The three met the lawyer for the family of the electrician and representatives from Scotland Yard and the Independent Police Complaints Commission (IPCC).

The officials have said they do not believe there was a cover-up after Mr Menezes' death in Stockwell on 22 July.

But they think "someone should be considered guilty" over the shooting.

Brazilians Wagner Gonçalves, Manoel Gomes Pereira and Márcio Garcia are expected to present their findings to the Brazilian government.

They have held talks with the Crown Prosecution Service and the coroner expected to hold an inquest into Mr Menezes' death.

The three also met Metropolitan Police Deputy Assistant Commissioner John Yates and Mr Menezes' cousin, Alessandro Pereira.

IPCC investigation

Mr Menezes died when he was mistaken for a suicide bomber and shot by police at Stockwell Tube station.

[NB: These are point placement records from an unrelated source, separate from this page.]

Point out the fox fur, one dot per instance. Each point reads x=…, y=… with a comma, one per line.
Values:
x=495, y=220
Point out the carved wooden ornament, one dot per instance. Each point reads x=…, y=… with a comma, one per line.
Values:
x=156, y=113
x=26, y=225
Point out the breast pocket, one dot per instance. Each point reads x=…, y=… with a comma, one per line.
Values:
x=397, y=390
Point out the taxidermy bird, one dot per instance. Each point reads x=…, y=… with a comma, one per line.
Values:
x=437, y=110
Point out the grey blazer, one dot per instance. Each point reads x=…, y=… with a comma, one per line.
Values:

On Wednesday, Ambassador Manoel Gomes Pereira said: "We believe that someone should be considered guilty at the end of the process."

He added: "I think this case, which has gathered momentum (here) in the UK, as in Brazil, creates a situation in which the government in Brazil deserves some answers."

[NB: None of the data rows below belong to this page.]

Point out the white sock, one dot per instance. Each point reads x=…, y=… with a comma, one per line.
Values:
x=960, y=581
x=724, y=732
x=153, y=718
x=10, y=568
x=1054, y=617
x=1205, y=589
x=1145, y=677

The officials had attended a briefing on the IPCC's progress in investigating the shooting.

The commission is trying to finish its investigation by Christmas.

CCTV cameras

After the meeting, Mr Pereira, of Brazil's foreign ministry, said the IPCC had mentioned that some of the CCTV cameras on the Tube at the time "could be out of order".

"Apparently there are parts of the film which do not exist," he said.

The team will take information from the briefing - about the next steps when the inquiry leaves the IPCC and goes to court, and on the workings of the IPCC - back to Brazil for consideration.

They had discussed the ex-gratia £15,000 payment offered to the family.

Mr Pereira said that did not prevent them suing for compensation over the death, as Mr Menezes sustained his "very poor" family back in Brazil.

Leaked documents contradicted eyewitness reports and initial police quotes suggesting that Mr Menezes' "clothing and demeanour" added to suspicions he was a bomber.